O mercado fecha de forma mista, com operadores atentos às previsões da Conab e às análises de consultorias sobre o aumento da oferta em 2026
O mercado futuro do café terminou a sessão desta quarta-feira, 1º de abril de 2026, com um desempenho misto nas bolsas internacionais. O arábica sofreu leve pressão nos principais vencimentos, enquanto o robusta teve alta, refletindo ajustes técnicos e uma percepção de melhoria no potencial produtivo do Brasil.
Na ICE Futures US, o contrato de arábica com vencimento em maio de 2026 fechou a 297,80 cents por libra peso, apresentando uma queda de 0,55 pontos. O contrato de julho de 2026 encerrou a sessão a 291,25 cents, com uma leve alta de 0,45 pontos. Por sua vez, o setembro de 2026 terminou o dia estável em 278,10 cents.
Em Londres, o robusta teve valorização. O contrato para maio/26 fechou a 3.521 dólares por tonelada, com um ganho de 28 pontos. O julho/26 avançou 23 pontos, encerrando a 3.428 dólares por tonelada, enquanto o setembro/26 subiu 18 pontos, fechando a 3.358 dólares por tonelada.

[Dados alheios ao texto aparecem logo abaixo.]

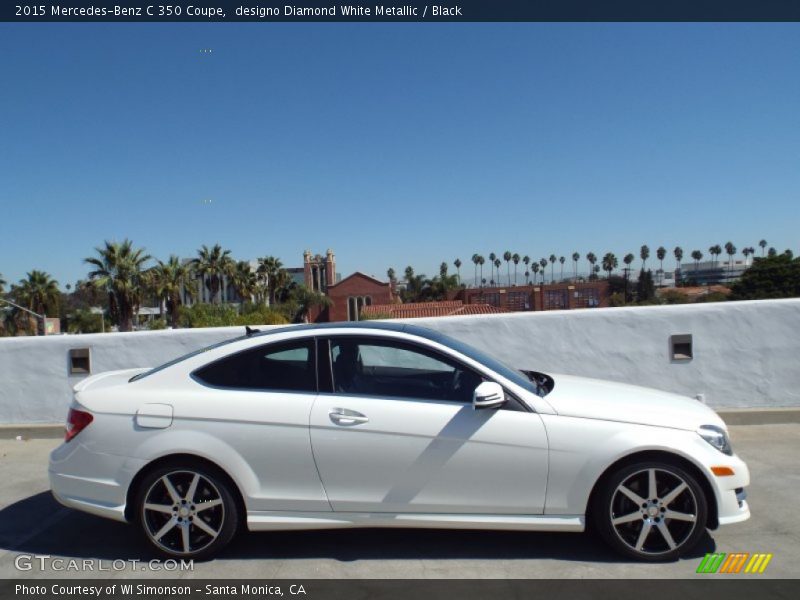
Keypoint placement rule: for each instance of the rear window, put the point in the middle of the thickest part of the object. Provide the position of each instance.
(278, 367)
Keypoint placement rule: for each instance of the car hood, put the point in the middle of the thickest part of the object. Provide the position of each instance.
(597, 399)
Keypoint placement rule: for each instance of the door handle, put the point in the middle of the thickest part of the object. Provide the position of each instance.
(343, 416)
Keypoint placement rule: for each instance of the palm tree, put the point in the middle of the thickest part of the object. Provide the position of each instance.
(515, 259)
(661, 254)
(696, 256)
(609, 263)
(678, 253)
(213, 264)
(730, 250)
(592, 258)
(270, 269)
(244, 281)
(118, 272)
(168, 279)
(627, 259)
(644, 254)
(38, 292)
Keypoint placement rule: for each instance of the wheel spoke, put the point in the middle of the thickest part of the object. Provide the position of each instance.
(674, 494)
(646, 527)
(185, 537)
(167, 527)
(633, 496)
(165, 508)
(662, 527)
(679, 516)
(200, 524)
(634, 516)
(192, 488)
(173, 493)
(652, 490)
(207, 505)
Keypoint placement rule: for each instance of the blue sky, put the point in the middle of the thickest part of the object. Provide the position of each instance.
(395, 144)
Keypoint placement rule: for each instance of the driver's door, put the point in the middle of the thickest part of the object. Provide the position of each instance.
(397, 433)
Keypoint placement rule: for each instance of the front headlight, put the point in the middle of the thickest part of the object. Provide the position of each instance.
(717, 437)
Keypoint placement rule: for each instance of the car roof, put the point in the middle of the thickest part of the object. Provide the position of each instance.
(379, 326)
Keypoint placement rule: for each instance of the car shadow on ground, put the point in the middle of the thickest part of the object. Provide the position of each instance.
(39, 525)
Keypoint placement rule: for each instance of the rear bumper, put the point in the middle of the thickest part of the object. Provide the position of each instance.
(92, 482)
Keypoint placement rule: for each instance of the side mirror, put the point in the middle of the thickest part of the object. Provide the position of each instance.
(488, 395)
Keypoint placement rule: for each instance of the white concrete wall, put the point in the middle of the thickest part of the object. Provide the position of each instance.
(746, 354)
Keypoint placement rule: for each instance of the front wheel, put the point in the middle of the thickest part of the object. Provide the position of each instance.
(186, 511)
(653, 511)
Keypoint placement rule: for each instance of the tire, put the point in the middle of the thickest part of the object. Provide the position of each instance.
(627, 518)
(195, 519)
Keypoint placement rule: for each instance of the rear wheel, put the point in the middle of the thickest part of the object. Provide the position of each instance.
(653, 511)
(186, 511)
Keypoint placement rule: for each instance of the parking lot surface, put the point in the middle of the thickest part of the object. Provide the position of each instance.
(33, 525)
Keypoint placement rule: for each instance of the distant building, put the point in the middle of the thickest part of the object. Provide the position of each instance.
(552, 296)
(415, 310)
(712, 272)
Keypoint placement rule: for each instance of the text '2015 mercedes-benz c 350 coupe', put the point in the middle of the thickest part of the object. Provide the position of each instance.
(390, 425)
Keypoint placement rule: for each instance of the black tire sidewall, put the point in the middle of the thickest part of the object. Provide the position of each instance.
(600, 509)
(230, 523)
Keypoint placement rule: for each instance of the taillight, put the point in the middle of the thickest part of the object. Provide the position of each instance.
(77, 421)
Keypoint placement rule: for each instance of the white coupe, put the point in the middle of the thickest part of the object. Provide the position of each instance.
(390, 425)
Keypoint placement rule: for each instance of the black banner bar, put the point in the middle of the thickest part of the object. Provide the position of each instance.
(265, 11)
(703, 588)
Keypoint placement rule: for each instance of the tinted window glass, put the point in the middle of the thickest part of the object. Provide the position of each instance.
(276, 367)
(373, 368)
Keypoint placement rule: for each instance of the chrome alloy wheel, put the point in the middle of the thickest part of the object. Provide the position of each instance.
(183, 512)
(654, 511)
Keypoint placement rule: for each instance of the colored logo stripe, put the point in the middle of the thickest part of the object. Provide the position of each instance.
(720, 562)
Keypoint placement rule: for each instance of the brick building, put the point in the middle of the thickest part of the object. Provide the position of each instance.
(350, 295)
(553, 296)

A pressão sobre o arábica se dá em meio a uma melhora nas perspectivas para a safra brasileira. Projeções mencionadas por analistas, baseadas em estimativas da Companhia Nacional de Abastecimento, indicam um aumento na produção brasileira de café em 2026, com recuperação após um ciclo de bienalidade negativa. Esse cenário amplia a expectativa de oferta global e limita movimentos mais intensos de alta nos preços.
Consultorias como StoneX e Pine Agronegócios também avaliam que a safra brasileira 2026/27 deve apresentar um crescimento significativo, sustentada por condições climáticas mais favoráveis durante o desenvolvimento das lavouras. De acordo com essas análises, a maior disponibilidade esperada no Brasil tende a ser um fator de pressão para o arábica no curto prazo.
Simultaneamente, o robusta encontrou suporte em ajustes técnicos e na dinâmica de curto prazo da oferta. Apesar da expectativa de entrada gradual da safra brasileira, o mercado continua a monitorar o ritmo de comercialização e a disponibilidade imediata, fatores que sustentaram os ganhos do dia.
Levantamentos recentes também indicam que o arábica teve uma reação ao longo de março, enquanto o robusta enfrentou um desempenho mais pressionado no período, contribuindo para movimentos técnicos de recomposição de posições neste início de abril, conforme avaliações de analistas do setor cafeeiro.
Para o produtor rural, o fechamento misto enfatiza a importância de um acompanhamento constante. A evolução da safra brasileira, o ritmo da colheita e as projeções de oferta permanecem como os principais direcionadores das cotações no curto prazo.